I felt amazing. And you know what, there were all these fantastic volunteers on the course, they’d pop out everywhere, yelling encouragement and high-fiving people on their way past, and handing out water and gatorade and smiling happy smiles–it was wonderful. We can’t do it alone. I mean, we all did this thing with our own bodies and all that, but there is much less chance that I would have finished if those people hadn’t been there cheering us on. And the other participants too! Wed say, “keep going!” and “looking good!” and “Way to go!” to each other anytime we passed each other or met up at a transition point.
this is what the revolution should be like. Well, it kind of is. It’s an endurance sport, that’s for sure. Yesterday, i went to see Gunilla Eckberg speak to a University class here. And my friends from AWAN (Aboriginal Women’s Action Network) and EVE (formerly Exploited Voices now Educating) were there, too and they spoke before Gunilla, and they were all most moving and powerful. Gunilla, too, she was–now I gotta say about Gunilla, she’s sometimes a bit dour, you know? She’s Swedish, after all. So sometimes she’s kind of dry and seems a bit grumpy. But yesterday? She sparkled! she made jokes and she reeled out all these facts and statistics and talked about government reports and so on in a way that was engaging. Optimistic, even. yes, she was. My dour Swedish friend was optimistic. She said it took them a long time to educate men, and especially the cops and the legal system, but now the police are on side, and they have arrested something like 3500 men in the last 10 years, and cut the incidence of buying sex by almost half, and the women selling, about 60% have got out.We can do it too.
I asked her if men went out of the country to buy sex now, and if they did, does the law follow them. She said, “unfortunately, no, the law does not follow them. But most men don’t. Most sex buyers are occasional buyers: they are on their way home from work and stop for a blowjob, or they are out with the boys and decide to go buy a woman for sex; or they’re at a stag party. So if it’s not available, they won’t buy it. A man is not going to go to, say, Latvia for a blowob on his way home from work–his wife would notice”. Also, she said, if buying sex is no longer normalized in his home country, a man is not going to think of it as normal or unquestionable in another country, either. There is no evidence that Swedish men now go on sex tourism jaunts any more than they used to–in fact it is probably less, because all over incidence of buying sex is at least half of what it was ten years ago.
Hah! see? She said, “it took us a long time. We are not done, and this new government we have is both conservative and libertarian, so we are in danger. But public opinion is on our side, and people have seen how much improvement has been made”. That’s not an exact quote but you get the idea.

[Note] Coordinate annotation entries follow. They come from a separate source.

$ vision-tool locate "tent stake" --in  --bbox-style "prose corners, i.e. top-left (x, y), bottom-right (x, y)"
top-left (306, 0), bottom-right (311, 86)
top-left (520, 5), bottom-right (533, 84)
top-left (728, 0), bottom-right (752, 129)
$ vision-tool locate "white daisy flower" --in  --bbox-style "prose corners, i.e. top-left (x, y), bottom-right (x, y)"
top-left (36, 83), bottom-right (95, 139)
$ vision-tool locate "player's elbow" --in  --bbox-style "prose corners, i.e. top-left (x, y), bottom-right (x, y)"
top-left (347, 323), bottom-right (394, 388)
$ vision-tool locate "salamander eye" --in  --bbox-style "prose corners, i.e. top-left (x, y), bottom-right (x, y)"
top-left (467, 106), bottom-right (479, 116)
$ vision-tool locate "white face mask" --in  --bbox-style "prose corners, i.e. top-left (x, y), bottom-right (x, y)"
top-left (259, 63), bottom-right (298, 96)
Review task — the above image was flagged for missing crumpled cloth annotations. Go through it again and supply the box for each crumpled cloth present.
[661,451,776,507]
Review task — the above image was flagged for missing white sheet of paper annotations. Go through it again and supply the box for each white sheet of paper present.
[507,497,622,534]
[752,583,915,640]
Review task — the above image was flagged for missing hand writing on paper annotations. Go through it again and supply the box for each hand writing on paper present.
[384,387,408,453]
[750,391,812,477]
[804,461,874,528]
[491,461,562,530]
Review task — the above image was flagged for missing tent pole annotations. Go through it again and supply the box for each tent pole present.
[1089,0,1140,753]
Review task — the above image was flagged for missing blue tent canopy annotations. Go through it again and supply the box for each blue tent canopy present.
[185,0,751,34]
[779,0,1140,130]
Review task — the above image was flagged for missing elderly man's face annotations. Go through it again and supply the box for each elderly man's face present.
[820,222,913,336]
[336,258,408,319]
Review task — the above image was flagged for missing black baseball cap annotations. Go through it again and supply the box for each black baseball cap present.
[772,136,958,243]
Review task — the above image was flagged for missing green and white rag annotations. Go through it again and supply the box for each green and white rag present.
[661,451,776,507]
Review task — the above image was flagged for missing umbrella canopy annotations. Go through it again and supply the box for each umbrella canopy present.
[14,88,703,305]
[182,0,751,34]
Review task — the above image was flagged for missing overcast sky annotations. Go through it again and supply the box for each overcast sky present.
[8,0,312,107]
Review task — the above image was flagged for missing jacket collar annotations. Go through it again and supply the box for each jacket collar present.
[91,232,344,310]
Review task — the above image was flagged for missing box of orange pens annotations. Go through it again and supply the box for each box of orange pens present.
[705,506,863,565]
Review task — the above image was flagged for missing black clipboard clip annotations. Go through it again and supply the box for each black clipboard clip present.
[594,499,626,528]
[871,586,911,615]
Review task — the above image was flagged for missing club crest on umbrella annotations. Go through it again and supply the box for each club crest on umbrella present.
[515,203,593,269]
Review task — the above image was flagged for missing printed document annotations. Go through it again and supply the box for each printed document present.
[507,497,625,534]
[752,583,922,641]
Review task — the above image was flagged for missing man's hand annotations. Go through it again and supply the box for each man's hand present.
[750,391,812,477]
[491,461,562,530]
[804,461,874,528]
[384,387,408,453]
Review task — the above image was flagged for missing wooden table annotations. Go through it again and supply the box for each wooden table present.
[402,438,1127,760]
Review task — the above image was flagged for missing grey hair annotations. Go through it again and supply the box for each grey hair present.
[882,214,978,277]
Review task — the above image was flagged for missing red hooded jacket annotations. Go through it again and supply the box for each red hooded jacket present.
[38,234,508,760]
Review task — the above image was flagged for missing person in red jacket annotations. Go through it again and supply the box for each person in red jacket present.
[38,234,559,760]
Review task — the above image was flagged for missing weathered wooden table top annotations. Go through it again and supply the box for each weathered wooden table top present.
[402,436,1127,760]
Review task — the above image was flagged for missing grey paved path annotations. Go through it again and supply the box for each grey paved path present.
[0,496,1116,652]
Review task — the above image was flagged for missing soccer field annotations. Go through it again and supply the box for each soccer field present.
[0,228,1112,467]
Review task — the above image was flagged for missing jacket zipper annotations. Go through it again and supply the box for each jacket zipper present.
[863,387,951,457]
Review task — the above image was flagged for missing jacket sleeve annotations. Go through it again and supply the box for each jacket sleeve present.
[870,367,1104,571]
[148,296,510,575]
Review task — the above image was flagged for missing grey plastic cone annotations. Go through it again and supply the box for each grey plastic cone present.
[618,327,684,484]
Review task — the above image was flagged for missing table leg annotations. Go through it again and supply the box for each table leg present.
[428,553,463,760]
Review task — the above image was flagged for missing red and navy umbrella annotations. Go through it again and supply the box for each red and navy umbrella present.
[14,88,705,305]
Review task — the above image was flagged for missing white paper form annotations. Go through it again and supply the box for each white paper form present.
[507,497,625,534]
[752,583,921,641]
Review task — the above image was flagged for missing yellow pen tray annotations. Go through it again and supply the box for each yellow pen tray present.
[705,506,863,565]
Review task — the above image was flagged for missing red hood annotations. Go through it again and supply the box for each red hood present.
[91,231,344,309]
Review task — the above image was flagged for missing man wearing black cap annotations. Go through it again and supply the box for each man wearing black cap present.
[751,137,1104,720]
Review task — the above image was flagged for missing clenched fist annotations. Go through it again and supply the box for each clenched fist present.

Revolution is an endurance sport. It is. And no one person is going to achieve it all by herself, of course not. We are all in this together. Some of us are racing, some of us are shouting encouragement from the side, some of us are making it all work, some of us are handing out the gatorade. Everything counts. Everything helps. This talk, these women talked to young people in a University class. Those young people, some of ’em might have been sleeping. Some of them might have been busily taking notes and trying to figure it out for themselves, some of them might’ve been resistant. But they heard it. Those words, the words of the Aboriginal woman and the formerly prostituted woman and the legal scholar and activist, they landed. and the ripples from the landing spread way past that little lecture theatre.
there is joy in the struggle. the race itself is the thing.
Happy International Women’s Day. Never Give Up.